As the voltage is fixed in many applications (anywhere there's a voltage regulator, e.g. power rail), essentially the same information can by conveyed by speaking in amps rather than watts. For those interested in the actual wattage the calculation is trivial (albeit slightly inaccurate if the voltage is operating a few percent off nominal value).

Keeping more information visible permits deeper insight. In general, circuits are controlled by voltage or current, or at least it's easier to think of the details that way. Those measurements are closer to what's going on with the electrons, while watts measures the rate of energy transfer and tends to be more a descriptor of the heat being dissipated. For instance if you're trying to keep a capacitor from burning out you would care about things like peak voltage, inrush current, ripple current, etc., considered as percentage of maximum allowable (minus derating). It makes a big difference whether your 1 watt is 1 volt x 1 amp or 1kV x 1mA, especially on a small time scale where boundary conditions live. Exceeding specs on a device can destroy it without the device ever getting particularly warm (although it may get quite hot if it fails to a low resistance).

Where it makes more sense to speak in watts is where you have a limited store of energy that doesn't operate as a fixed voltage source, and you want to know how long it will be able to supply energy at a given rate until it's empty, for instance in estimating battery run time. A cooling system might care about watts as a comparison between how fast heat is being generated and dissipated, as the driver of temperature.

• Having said that, yes, your question shows what could be considered a technical error. The sentence would more accurately read "current consumption" rather than "power consumption." Commented Feb 28, 2012 at 5:34

No good reason. In general mA isn't enough. But given that USB is 5 V, you can get Watts from mA. As pointed out by @Kellenjb, many chips have (approximately) fixed voltages, this applies to them too.

• The USB statement was just an example for explaining the question.
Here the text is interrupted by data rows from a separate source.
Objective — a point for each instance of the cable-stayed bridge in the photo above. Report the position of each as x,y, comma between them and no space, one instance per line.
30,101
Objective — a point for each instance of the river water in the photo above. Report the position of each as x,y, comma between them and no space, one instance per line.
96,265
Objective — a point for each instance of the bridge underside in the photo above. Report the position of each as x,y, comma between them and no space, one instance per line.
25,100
It is seen in IC and other components datasheets too. Commented Feb 27, 2012 at 17:10
• As Kellenjb said, in a lot of cases the current is the limit, irrespective of the voltage. Commented Feb 27, 2012 at 18:25
• @Anshul: Many ICs work with fixed voltages (TTL or LVTTL) and then the consumption really varies depending on the current. In such cases this is a 'shorthand' for engineers, when constant voltage is implied, but strictly speaking it's not correct. Commented Feb 27, 2012 at 19:46
• Many ICs that operate off of a range of different voltages draw essentially the same current no matter the voltage. With these ICs, specifying current draw is more useful than specifying power. Commented Feb 28, 2012 at 3:56
• @markrages: Actually, I suspect more IC's have current requirements that increase with voltage than remain constant, both because leakage is somewhat resistive, and because the number of electrons dumped by a capacitor that is first connected to VDD and then to ground is proportional to the voltage placed on the cap. Commented Feb 29, 2012 at 15:55

Current consumption is given in A and power consumption is given in W. As mentioned, if you know the operating voltage of the component, the conversion is trivial (P=IV)
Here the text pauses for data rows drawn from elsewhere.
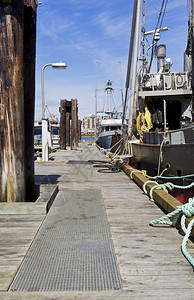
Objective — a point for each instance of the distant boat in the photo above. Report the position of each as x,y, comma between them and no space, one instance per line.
161,121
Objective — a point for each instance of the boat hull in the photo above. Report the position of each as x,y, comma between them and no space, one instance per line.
178,159
109,141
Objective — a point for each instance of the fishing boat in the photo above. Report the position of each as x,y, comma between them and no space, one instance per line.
109,133
161,120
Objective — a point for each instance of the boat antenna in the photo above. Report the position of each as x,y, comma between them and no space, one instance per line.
133,26
121,85
160,14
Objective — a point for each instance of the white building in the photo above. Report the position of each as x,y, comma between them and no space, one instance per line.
88,124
In many cases, the best description of the electricity consumed by a device would be a combination of siemens (A/V, or 1/Ω), amperes, and watts. A device whose consumption is one siemens would draw one amp at one volt, or ten amps at ten volts. A device whose consumption is one ampere would draw one amp at any voltage. A device whose consumption is one watt would draw one amp at one volt, or 1/10 amp at ten volts.

I've never seen electricity consumption described in terms of siemens, though for many devices whose current draw increases with voltage, it would seem appropriate.